Conversely, society frowns on RAD kids who can't keep it together, and often they blame the adoptive parents for not being able to control the child. No one would tell a parent of a child with a physical heart defect "if you are more consistant and show more affection your child would be fine". And yet, that is *exactly* the response many give to adoptive mothers whose children have a profoundly wounded "heart".

Where is the understanding and compassion for the adoptive mother who spends days talking to mental health professionals and spends her nights sobbing in prayer?

Why is it so difficult to admit that a child who might look healthy, isn't, and has significant problems that are not overcome easily? As Nancy said "why is there a stigma"?

As for minorities, there is no doubt there are challenges for them to overcome; however, it is not the same. Your husband and son have a family and possibly a school, neighborhood, church, and/or peer group where their race is not an issue.

Kids with physical heart defects are *always* challenged. Kids with RAD are *always* challenged.

In fact, your home is a safe place for your family members; home is a frightening place for RAD kids. Even if they they have loving parents that understand their emotional disturbance, from the RAD child's perspective, he has no "safe" place in the entire world. He is alone.

Not unlike the child with a heart disease who needs multiple surgeries to survive. No matter how much people sympathize with him, it is still only his life that may end and only he must enfure the pain if he lives.
PermalinkPermalink 02/26/06 @ 08:52
Comment from: Robert M. Gerrity [Visitor]
ANY thing to do with a "disordered mind" has always been seen as threatening to Others, because such a disased mind can physically lash out whereas someone with a diseased heart likely has no such energy to even try. This is a common sense understanding used in personal risk assessment. One can hurt you, the other cannot.

The original construct "Mental Disease" was consciously changed in America to "mental health/hygenie" as a result of a marketing study & campaign. (Freud's nephew Bernays was heavily involved in that effort.) The goal was to over-come the stigma of "dis-ease" so as to lessen that sense of fear.

But really nothing has changed in the common perception. In general, people FEAR those who act oddly, fearing physical attack against themselves. Children exhibiting RAD can be perceived in that matter, just as hyperactive disordered children are.

Behavorial expectation programs for the lattter are quite effective in creating internal discpline around the behavior but are very teacher-intensive and expensive. The quality one here in MA for high-school aged kids starts off with a 2 month boot camp rather like plebe summer at West Point, only more strict but without the uniforms. Reinforcing self-worth happens as each kid meets the generalized and then the particular expectaions set for them after thorough evaluation, and then is rewarded with the small things that make up life, such as more TV time, more calling time, etc. As the woman I know whose oldest daughter attended this alternative high school program put it, "her clothes are stil all over & around, but it's only in her room now, she's gotten through college in 5 years, has friends like herself who've gone through the same process, and knows she can hold a job because she's knows she's achieved enough of an inner discipline, and what she does everyday reinforces that." Her daughter had insufficient coping skills and attitudes for coping and had suffered through more than depressive cycles.
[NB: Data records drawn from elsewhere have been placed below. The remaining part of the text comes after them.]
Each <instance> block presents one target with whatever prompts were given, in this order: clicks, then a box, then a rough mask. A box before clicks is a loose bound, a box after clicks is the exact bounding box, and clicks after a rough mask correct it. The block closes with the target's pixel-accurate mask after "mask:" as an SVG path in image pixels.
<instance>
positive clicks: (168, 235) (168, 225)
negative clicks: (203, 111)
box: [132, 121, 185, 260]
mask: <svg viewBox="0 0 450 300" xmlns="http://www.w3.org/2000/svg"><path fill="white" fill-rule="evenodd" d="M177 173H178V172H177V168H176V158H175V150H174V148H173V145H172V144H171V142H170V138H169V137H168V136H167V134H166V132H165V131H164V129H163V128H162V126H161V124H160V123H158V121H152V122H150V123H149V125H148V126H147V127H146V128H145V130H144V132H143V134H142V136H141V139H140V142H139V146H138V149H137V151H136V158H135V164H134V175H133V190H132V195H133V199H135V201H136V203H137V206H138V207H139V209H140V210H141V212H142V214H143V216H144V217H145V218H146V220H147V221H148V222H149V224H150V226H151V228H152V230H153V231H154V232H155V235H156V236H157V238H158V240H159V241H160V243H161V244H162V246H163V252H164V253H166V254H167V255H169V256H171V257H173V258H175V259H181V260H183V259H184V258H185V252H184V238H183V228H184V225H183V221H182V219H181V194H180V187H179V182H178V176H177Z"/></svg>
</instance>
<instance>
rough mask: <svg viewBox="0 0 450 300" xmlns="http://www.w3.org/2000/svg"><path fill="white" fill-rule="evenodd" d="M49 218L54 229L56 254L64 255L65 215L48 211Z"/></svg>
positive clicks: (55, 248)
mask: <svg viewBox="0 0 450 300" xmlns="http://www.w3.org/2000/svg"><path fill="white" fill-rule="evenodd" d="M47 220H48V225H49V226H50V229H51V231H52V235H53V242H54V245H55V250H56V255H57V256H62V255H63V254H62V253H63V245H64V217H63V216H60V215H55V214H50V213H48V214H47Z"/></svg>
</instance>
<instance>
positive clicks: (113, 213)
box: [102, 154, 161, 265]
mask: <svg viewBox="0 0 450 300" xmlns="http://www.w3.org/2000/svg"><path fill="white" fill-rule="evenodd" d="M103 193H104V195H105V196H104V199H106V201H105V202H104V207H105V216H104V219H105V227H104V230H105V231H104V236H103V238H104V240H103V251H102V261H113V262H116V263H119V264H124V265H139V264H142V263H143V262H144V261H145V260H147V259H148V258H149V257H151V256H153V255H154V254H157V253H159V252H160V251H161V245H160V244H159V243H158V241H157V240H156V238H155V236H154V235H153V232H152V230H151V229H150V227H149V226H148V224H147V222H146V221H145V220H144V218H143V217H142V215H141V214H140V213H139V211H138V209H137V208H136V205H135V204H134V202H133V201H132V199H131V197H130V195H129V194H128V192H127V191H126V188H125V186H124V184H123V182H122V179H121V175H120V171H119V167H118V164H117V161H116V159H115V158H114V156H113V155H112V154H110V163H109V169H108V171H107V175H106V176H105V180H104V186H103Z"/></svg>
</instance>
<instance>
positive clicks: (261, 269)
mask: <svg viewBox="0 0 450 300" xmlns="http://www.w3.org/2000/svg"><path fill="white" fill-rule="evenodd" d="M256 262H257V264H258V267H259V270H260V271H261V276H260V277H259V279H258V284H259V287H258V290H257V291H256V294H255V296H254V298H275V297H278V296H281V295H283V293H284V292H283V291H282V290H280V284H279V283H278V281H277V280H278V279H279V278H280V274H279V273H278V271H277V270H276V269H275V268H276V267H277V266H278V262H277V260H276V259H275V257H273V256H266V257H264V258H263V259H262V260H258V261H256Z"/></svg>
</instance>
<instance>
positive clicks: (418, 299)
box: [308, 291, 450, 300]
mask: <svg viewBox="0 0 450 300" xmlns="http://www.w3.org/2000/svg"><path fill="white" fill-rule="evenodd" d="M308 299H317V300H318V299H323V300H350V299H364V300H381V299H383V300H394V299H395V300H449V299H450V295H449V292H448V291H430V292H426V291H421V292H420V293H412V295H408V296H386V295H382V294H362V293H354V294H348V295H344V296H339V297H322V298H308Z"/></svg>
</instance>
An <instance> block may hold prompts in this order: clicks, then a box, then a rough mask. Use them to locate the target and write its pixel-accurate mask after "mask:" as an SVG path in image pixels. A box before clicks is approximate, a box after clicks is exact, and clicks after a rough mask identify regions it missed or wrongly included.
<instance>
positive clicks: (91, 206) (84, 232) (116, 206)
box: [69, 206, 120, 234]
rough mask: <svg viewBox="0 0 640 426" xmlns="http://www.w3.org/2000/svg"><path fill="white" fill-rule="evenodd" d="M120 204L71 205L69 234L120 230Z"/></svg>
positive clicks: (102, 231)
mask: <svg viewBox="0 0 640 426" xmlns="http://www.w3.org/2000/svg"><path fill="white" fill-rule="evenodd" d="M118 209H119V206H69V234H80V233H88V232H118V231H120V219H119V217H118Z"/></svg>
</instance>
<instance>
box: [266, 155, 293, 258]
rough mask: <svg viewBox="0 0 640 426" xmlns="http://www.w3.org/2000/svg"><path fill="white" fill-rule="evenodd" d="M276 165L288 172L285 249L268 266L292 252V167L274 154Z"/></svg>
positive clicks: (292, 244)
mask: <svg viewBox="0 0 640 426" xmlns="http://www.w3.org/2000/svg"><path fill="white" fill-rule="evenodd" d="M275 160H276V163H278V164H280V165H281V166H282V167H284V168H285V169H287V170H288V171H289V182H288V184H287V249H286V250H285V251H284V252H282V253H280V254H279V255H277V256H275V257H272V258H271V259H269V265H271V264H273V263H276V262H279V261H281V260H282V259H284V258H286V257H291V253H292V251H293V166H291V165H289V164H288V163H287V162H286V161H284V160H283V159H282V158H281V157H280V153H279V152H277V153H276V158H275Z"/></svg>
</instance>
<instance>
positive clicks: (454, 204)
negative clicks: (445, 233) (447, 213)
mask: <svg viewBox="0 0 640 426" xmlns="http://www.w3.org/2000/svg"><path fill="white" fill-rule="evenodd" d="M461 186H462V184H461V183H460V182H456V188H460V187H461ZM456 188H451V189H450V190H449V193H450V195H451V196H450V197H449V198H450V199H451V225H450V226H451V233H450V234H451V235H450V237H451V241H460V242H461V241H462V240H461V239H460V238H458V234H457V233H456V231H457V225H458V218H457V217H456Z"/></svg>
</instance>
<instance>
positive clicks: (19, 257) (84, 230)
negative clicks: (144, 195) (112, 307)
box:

This school taught her those things first so as to enable her school learning.

So it would seem that praise does help--especailly it comes after meeting expectations.

Then, too, praise is never an answer for the profound existential questions Nancy elsewhere posits as part of her older daughter's "mental reel-to-reel tape". Only the cultivation of one's own sprirtuality can get you through that; many do so by the cathartic finding-God experience, while others simply work their way slowly up the mountain slope like Sysiphus. You can only enourage them. You can not walk their path.